A week after the election, some people in our area say they've signed off social media.
Justin Williams logged on to Facebook for the last time on Election Day.
"Oh, it was that night," Williams said. "I was seeing the negativity and a lot of fear and I said, 'I need to get away from this.'"
His Facebook account is now deactivated, and Williams said he's used the time to focus on himself and his work.
"Just to get away from that sadness and regroup to regather myself," Williams said.
News 3 asked social media users whether they had stepped away from social media sites.
Some said they hadn't looked at Facebook or had deleted their account. Some were using Twitter to simply get the news, or said that they'd stayed off social media and tried to reconnect with friends.

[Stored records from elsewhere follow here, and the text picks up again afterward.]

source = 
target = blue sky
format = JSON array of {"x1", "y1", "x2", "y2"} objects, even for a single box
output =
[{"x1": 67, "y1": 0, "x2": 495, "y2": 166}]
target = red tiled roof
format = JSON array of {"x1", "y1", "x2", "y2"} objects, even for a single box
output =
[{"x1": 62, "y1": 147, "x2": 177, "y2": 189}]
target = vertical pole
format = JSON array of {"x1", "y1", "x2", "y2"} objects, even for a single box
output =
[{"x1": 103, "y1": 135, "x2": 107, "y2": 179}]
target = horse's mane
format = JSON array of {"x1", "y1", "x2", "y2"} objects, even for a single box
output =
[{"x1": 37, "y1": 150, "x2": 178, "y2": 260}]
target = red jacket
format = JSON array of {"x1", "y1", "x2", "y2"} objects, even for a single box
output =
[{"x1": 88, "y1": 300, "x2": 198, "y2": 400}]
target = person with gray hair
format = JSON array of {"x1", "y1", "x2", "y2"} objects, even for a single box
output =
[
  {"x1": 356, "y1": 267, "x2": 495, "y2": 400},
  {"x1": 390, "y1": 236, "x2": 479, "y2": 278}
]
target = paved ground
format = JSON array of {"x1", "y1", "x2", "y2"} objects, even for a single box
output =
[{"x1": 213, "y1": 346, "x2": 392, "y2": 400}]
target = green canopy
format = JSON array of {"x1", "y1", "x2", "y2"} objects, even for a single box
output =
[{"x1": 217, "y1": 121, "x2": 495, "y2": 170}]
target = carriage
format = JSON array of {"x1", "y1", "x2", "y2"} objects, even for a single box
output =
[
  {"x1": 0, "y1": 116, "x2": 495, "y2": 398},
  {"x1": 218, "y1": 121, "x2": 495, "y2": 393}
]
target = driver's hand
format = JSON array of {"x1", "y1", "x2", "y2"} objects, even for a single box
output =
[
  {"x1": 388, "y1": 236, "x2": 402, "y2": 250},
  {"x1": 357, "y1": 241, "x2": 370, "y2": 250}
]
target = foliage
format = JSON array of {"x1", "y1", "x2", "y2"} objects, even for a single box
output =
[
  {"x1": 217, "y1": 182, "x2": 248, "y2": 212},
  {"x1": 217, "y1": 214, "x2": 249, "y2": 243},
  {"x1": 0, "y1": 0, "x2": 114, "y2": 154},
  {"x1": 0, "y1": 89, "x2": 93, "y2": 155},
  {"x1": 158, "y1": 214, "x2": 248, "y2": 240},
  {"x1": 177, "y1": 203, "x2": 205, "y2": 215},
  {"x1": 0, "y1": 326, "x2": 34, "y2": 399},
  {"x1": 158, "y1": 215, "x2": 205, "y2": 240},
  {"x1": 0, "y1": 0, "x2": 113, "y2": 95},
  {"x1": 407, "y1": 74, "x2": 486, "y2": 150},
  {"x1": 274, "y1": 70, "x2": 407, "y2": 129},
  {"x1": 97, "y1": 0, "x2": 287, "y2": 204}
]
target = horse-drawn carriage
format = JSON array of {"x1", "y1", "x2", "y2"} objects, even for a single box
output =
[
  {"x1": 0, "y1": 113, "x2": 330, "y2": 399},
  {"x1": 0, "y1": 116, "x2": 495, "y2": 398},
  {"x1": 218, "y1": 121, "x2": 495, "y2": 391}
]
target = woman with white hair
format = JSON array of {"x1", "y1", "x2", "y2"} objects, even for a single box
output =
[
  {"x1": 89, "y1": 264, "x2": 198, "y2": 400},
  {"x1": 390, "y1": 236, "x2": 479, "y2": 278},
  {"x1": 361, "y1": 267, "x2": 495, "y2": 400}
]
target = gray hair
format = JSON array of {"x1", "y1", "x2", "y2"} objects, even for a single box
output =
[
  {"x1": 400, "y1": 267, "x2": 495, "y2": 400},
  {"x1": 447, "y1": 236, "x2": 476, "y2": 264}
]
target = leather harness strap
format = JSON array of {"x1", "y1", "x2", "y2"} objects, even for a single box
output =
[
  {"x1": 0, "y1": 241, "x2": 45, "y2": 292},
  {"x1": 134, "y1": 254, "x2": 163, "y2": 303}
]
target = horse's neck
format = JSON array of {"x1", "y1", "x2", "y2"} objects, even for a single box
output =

Those are all things that UW Health psychologist Shilagh Mirgain said she's hearing a lot right now.
"When we tune in, it leaves us maybe stressed, maybe fearful, maybe upset, maybe angry -- on both sides of the political spectrum," Mirgain said.
So instead, she said, maybe the best course of action is to switch off social sites and just stop scrolling.
"Just simply instead of checking social media, take a few deep breaths, or maybe take a walk in nature or read an inspiring book or spend time with loved ones," Mirgain said. "By that disconnection, coming back to ourselves and what we stand for: Who do we want to be in that moment? How do we want to make a difference? Out of that place, then, great positive change happens."
Williams said he'll be back on social media soon, hopefully with a positive update.
"I feel like, in the coming weeks and months, we're going to still focus on what we've been focusing on, whether you're conservative or liberal, and we're going to try to work on the things we can work on," Williams said.